Wednesday, December 21, 2011

The Best, Worst and Most Overlooked Food Stories of 2011.





AlterNet / ByAri LeVaux


Here's a look at what (sometimes baffling) stories Americans found most compelling and several important ones they missed.
Every December for the last nine years, the Hunter PR firm has announced the results of a nationwide survey of Americans' picks the top ten food news stories of the year. The list says as much about the media that writes the headlines as it does about the people who remember them.
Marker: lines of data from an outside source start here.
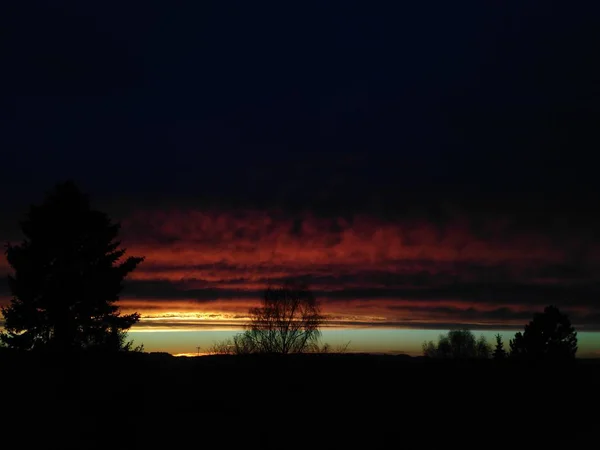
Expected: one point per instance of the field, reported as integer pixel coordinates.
(303, 401)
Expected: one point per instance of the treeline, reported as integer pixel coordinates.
(68, 273)
(549, 336)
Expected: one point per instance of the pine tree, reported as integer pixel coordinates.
(68, 274)
(549, 336)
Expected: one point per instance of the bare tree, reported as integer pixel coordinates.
(458, 344)
(288, 321)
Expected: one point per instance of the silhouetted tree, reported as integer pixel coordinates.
(288, 321)
(549, 335)
(68, 273)
(499, 352)
(458, 344)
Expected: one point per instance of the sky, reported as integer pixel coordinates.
(423, 166)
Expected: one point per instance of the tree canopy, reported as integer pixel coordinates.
(458, 344)
(68, 273)
(288, 321)
(549, 335)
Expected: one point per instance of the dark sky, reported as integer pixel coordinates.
(227, 99)
(400, 111)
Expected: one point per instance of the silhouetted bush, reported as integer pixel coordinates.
(288, 321)
(68, 273)
(549, 336)
(458, 344)
(499, 352)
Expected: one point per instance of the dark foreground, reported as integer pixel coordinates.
(309, 402)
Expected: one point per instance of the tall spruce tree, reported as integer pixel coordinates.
(68, 273)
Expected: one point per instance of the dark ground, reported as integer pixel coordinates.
(310, 401)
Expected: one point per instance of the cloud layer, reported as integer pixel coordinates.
(367, 270)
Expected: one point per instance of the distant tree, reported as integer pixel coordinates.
(499, 352)
(288, 321)
(549, 336)
(458, 344)
(68, 273)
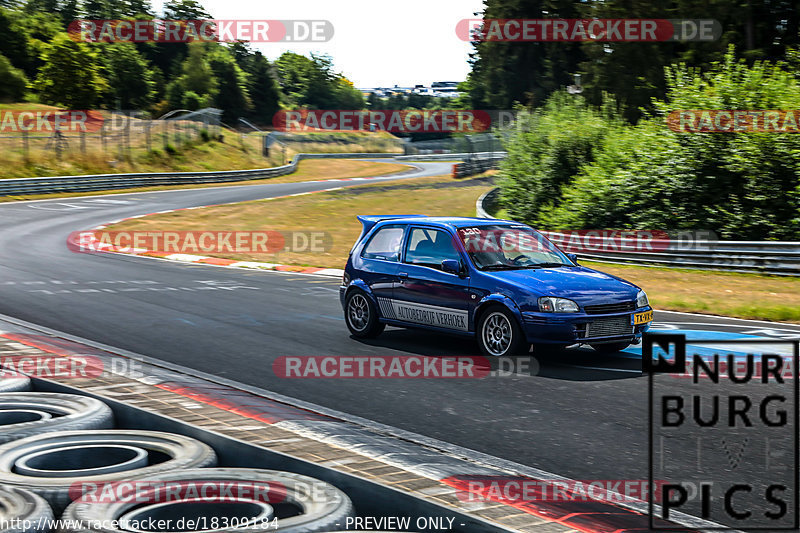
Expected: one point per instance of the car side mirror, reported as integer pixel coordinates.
(451, 266)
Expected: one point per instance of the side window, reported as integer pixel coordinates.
(385, 244)
(429, 247)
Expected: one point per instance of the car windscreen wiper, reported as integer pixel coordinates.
(545, 265)
(498, 266)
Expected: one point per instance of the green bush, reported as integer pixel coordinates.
(739, 185)
(14, 82)
(547, 152)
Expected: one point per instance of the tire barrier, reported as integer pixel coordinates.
(50, 464)
(25, 414)
(21, 383)
(300, 504)
(22, 511)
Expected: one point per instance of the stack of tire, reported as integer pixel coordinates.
(59, 451)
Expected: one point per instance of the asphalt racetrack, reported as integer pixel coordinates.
(576, 413)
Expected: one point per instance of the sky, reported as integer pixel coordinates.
(375, 43)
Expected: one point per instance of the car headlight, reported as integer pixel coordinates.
(641, 300)
(549, 304)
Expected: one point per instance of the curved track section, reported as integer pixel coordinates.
(565, 413)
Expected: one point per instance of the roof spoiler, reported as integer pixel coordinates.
(368, 221)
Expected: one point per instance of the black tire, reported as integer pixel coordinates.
(166, 452)
(361, 315)
(498, 333)
(17, 505)
(321, 506)
(611, 347)
(16, 384)
(69, 412)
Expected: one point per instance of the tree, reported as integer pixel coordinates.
(197, 74)
(129, 76)
(70, 75)
(97, 9)
(264, 91)
(185, 10)
(70, 11)
(14, 82)
(231, 95)
(311, 82)
(14, 43)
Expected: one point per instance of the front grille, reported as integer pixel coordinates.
(610, 308)
(609, 327)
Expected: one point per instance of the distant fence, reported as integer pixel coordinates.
(114, 134)
(765, 257)
(478, 143)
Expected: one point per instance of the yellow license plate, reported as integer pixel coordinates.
(642, 318)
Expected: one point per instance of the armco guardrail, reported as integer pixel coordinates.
(102, 182)
(476, 165)
(766, 257)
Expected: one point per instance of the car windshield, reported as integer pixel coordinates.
(502, 247)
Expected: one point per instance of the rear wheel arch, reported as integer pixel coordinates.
(496, 300)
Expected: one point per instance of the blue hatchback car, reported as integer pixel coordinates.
(498, 280)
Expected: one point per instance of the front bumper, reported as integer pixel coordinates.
(572, 328)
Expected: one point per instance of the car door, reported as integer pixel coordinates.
(425, 294)
(379, 261)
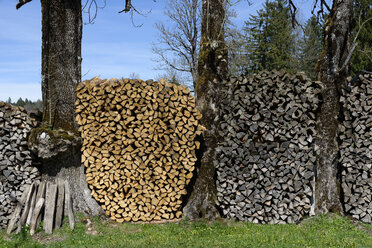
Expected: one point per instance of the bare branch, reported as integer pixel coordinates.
(128, 6)
(21, 3)
(91, 8)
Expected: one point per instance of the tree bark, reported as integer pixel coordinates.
(212, 68)
(336, 48)
(61, 60)
(59, 150)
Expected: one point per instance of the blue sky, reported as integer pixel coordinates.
(112, 46)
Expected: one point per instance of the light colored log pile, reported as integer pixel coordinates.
(45, 201)
(138, 146)
(356, 148)
(16, 167)
(266, 153)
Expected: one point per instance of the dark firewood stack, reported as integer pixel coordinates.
(138, 146)
(266, 153)
(16, 168)
(356, 148)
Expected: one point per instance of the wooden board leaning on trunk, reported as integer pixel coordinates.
(16, 166)
(138, 146)
(51, 197)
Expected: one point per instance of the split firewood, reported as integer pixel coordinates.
(138, 146)
(17, 170)
(356, 148)
(266, 154)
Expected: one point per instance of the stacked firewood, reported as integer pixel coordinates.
(138, 146)
(356, 148)
(16, 167)
(266, 153)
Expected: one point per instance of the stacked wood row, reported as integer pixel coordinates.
(356, 148)
(138, 146)
(266, 154)
(47, 202)
(16, 167)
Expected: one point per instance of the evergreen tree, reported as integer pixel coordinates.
(362, 56)
(311, 46)
(270, 38)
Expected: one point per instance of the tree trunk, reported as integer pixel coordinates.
(59, 150)
(61, 60)
(212, 68)
(330, 71)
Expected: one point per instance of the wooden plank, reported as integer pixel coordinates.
(50, 203)
(34, 219)
(33, 201)
(60, 201)
(26, 209)
(17, 210)
(68, 205)
(40, 194)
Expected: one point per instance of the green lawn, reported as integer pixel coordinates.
(322, 231)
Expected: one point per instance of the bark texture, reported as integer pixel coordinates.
(61, 60)
(212, 68)
(332, 73)
(60, 73)
(60, 156)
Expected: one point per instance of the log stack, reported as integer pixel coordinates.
(356, 148)
(138, 146)
(17, 170)
(266, 153)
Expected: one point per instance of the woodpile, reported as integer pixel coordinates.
(45, 201)
(17, 170)
(356, 148)
(138, 146)
(266, 153)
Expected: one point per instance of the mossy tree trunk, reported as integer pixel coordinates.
(332, 72)
(212, 69)
(61, 60)
(61, 72)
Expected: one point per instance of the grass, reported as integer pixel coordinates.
(321, 231)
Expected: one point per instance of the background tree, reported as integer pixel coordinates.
(212, 69)
(178, 44)
(270, 38)
(362, 57)
(332, 70)
(310, 46)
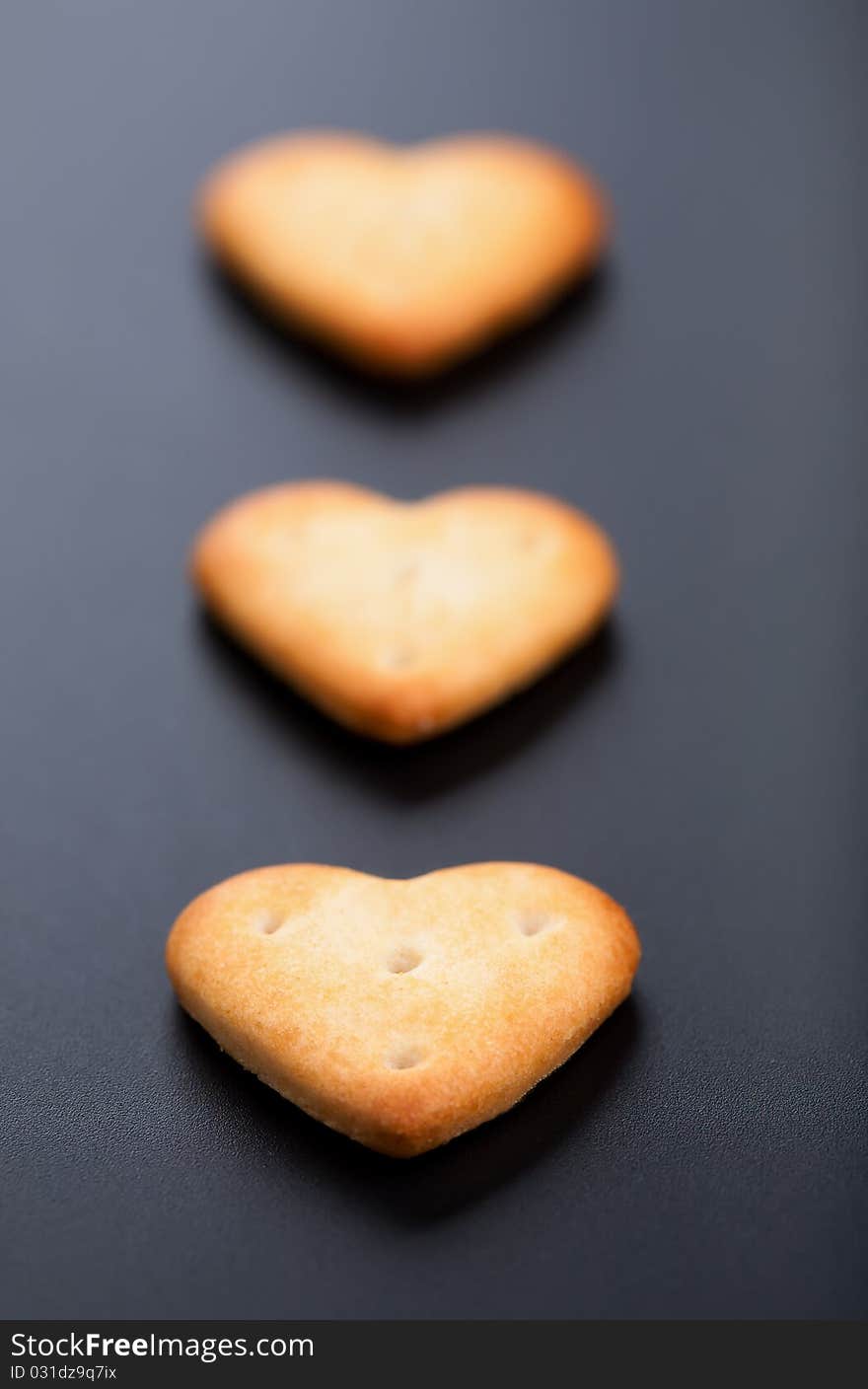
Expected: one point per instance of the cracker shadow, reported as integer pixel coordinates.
(438, 1185)
(418, 771)
(407, 399)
The survey also investigated how Americans respond to the news, and found that 61 percent of those surveyed changed their food habits based on news coverage. Forty-five percent were influenced to cook more at home. Who can blame them?

The FDA Food Safety Modernization Act was signed on January 4, a milestone that took sixth place on the Hunter survey. The bill was in response to contamination events from previous years, but it set the tone for the year to come as well. The year's No. 1 story was the cantaloupe-borne listeria that killed 30 people, while Cargill's 36-million-pound turkey recall took fourth.

The food safety bill has yet to stem the tide of factory farm-borne disease, but it's already created problems for small farmers, who are finding themselves overwhelmed with the so-called Good Agricultural Practices the bill mandates. County and university extension agents are scrambling to set up web pages to help deal with the surge of annoyed farmers trying to follow the new rules.

The most baffling entry on the Hunter list may be a food-safety issue of a different sort: the USDA lowered the internal temperature requirements for commercially served pork from 160 to 145 degrees. Perhaps the masses are anticipating moister pork loin whilst out on the town. I doubt many members of the general public even own a meat thermometer for home cooking. Thus, they've probably been eating undercooked pork at home all along. But nonetheless, something about those 15 degrees really captivated readers.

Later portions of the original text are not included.